In varietate unitas! The more each nation contributes to world society from the wealth of its own aptitudes, its own race, and its own traditions, the greater the future development and happiness of mankind will be.

And now, allow me to say a few words in respectful tribute to the memory of Alfred Nobel whose last act is responsible for my being here with you. Although Alfred Nobel was Swedish, he wished the choice and award of the Peace Prize to be in the hands of the Norwegian Parliament, which, as I have already said, was the first parliament in Europe to support the idea of international arbitration.

The service done our cause by Nobel was immense; for here was a man of science, a man of industry, always in search of practical goals, who rejected the old cliché that peace is an unattainable utopia, capable only of seducing the minds and souls of sentimental idealists.

The inception of the Nobel Peace Prize put an almost immediate end to the scoffing of skeptics and pseudo-intellectuals; and ever since then, our ranks have been reinforced by newcomers from all sides: politicians, industrialists, merchants, bankers - all hitherto aloof, now sympathetic to our cause.

The gravest difficulties faced by our Society5, however, occurred at the very beginning of its existence when our members, who had founded it to combat a militant nationalism which imperialist politicians wanted to foster in Italy, were denounced by our adversaries as the "stateless ones".
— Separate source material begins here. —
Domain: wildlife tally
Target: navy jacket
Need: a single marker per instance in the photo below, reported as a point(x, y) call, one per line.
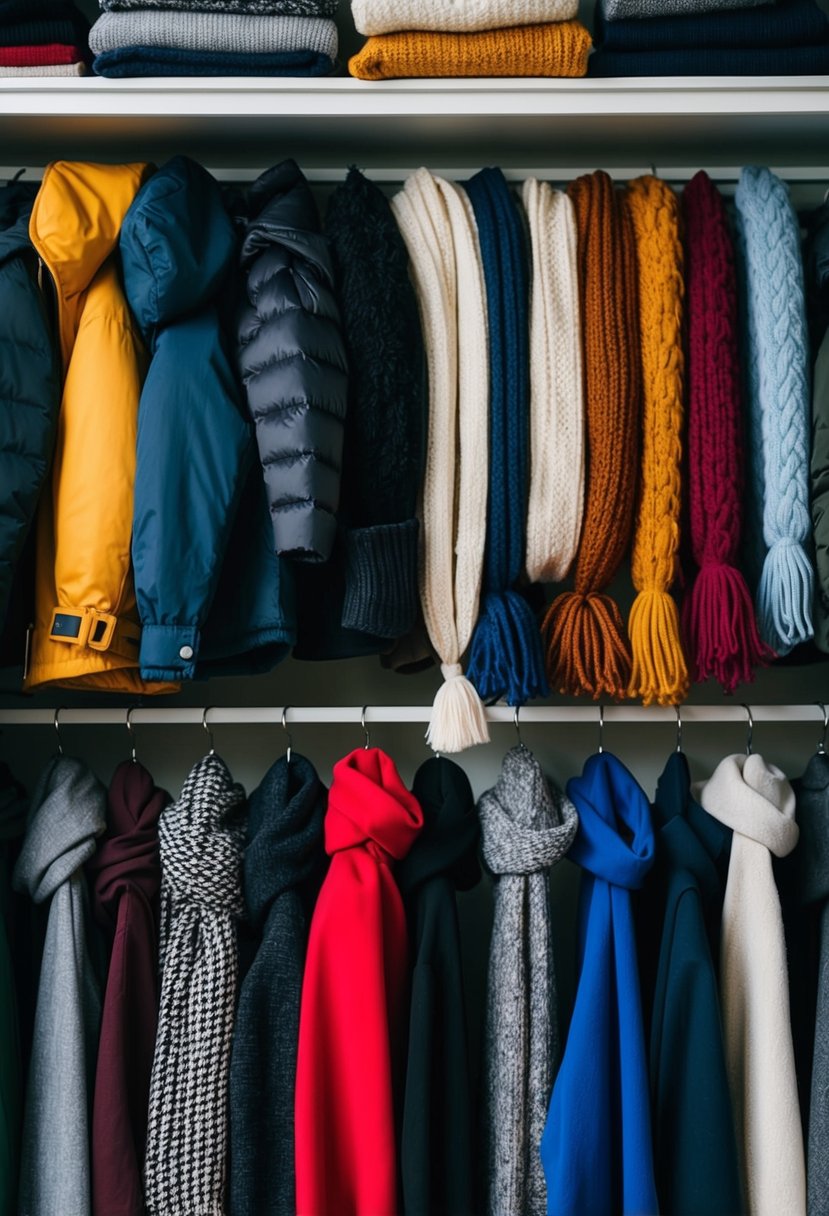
point(212, 595)
point(29, 383)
This accusation was totally inconsistent. Before devoting ourselves to the propaganda of peace, my friends and I had first taken part in Italy's battles of independence, and by defending peace and brotherhood among peoples we were faithfully interpreting the great men who had planned and instigated our revolution. Like them, we proclaimed our primary obligation to be that of liberating our country, believing with Immanuel Kant6 that to hasten the great and beneficial advent of united mankind, it is first essential to restore nations to their natural frontiers.